The idea that inequality emerges with civilization is often attributed to Jean Jacques Rousseau. But today it is simply an accepted fact. Yet David Graeber and David Wengrow argue that archaeological evidence shows that the rise of urbanization did not inevitably lead to hierarchical and unequal societies. In an essay related to their new book The Dawn of Everything, Graeber and Wengrow write:
We want to offer an entirely different account of human history. We believe that much of what has been discovered in the last few decades, by archaeologists and others in kindred disciplines, cuts against the conventional wisdom propounded by modern “big history” writers. What this new evidence shows is that a surprising number of the world’s earliest cities were organized along robustly egalitarian lines. In some regions, we now know, urban populations governed themselves for centuries without any indication of the temples and palaces that would later emerge; in others, temples and palaces never emerged at all, and there is simply no evidence of a class of administrators or any other sort of ruling stratum.
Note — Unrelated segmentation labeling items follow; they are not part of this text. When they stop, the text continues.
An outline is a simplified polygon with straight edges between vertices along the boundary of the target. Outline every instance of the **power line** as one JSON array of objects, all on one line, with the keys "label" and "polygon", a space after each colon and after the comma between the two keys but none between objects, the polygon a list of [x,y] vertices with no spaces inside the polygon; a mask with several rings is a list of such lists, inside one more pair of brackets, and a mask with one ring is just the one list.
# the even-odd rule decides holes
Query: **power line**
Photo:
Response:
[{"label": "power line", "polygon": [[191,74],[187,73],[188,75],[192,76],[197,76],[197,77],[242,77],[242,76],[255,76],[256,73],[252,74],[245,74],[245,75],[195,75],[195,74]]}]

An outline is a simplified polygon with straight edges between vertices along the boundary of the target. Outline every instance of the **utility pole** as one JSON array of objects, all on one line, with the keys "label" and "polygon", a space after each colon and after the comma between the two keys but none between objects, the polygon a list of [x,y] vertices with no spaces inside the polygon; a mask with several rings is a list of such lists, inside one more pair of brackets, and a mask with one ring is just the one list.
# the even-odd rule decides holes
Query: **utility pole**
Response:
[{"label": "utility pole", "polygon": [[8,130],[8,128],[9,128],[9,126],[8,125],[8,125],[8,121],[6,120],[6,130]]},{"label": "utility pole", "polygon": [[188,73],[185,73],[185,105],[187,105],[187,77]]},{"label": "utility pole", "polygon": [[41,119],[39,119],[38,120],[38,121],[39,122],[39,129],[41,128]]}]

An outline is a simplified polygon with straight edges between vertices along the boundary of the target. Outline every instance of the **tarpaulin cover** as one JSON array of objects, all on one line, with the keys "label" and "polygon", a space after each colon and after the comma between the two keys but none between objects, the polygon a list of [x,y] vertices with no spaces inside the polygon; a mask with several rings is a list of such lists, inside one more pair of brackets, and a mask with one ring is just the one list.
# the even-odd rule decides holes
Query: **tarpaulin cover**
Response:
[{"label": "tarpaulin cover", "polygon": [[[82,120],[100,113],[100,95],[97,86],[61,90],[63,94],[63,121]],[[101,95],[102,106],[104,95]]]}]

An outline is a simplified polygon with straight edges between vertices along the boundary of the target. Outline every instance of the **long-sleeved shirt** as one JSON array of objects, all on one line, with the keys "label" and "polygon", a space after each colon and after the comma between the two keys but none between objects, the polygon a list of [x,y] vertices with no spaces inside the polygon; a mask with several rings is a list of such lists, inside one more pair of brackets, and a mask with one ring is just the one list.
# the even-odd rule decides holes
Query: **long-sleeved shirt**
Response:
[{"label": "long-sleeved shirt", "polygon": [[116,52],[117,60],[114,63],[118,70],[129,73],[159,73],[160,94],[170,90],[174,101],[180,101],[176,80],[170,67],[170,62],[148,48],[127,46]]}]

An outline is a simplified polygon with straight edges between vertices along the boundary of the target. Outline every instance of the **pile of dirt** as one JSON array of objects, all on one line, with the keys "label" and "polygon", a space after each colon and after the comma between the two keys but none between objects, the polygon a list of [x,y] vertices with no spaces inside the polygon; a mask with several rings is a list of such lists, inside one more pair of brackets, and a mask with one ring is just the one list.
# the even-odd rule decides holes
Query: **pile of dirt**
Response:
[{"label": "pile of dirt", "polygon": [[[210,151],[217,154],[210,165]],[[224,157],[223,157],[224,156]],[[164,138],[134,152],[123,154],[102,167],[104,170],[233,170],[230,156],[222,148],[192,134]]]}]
It would seem that the mere fact of urban life does not, necessarily, imply any particular form of political organization, and never did. Far from resigning us to inequality, the new picture that is now emerging of humanity’s deep past may open our eyes to egalitarian possibilities we otherwise would have never considered….
Almost everywhere, in these early cities, we find grand, self-conscious statements of civic unity, the arrangement of built spaces in harmonious and often beautiful patterns, clearly reflecting some kind of planning at the municipal scale. Where we do have written sources (ancient Mesopotamia, for example), we find large groups of citizens referring to themselves simply as “the people” of a given city (or often its “sons”), united by devotion to its founding ancestors, its gods or heroes, its civic infrastructure and ritual calendar. In China’s Shandong Province, urban settlements were present over a thousand years before the earliest known royal dynasties, and similar findings have emerged from the Maya lowlands, where ceremonial centers of truly enormous size — so far, presenting no evidence of monarchy or stratification — can now be dated back as far as 1000 B.C., long before the rise of Classic Maya kings and dynasties.
What held these early experiments in urbanization together, if not kings, soldiers, and bureaucrats? For answers, we might turn to some other surprising discoveries on the interior grasslands of eastern Europe, north of the Black Sea, where archaeologists have found cities, just as large and ancient as those of Mesopotamia. The earliest date back to around 4100 B.C. While Mesopotamian cities, in what are now the lands of Syria and Iraq, took form initially around temples, and later also royal palaces, the prehistoric cities of Ukraine and Moldova were startling experiments in decentralized urbanization. These sites were planned on the image of a great circle — or series of circles — of houses, with nobody first, nobody last, divided into districts with assembly buildings for public meetings.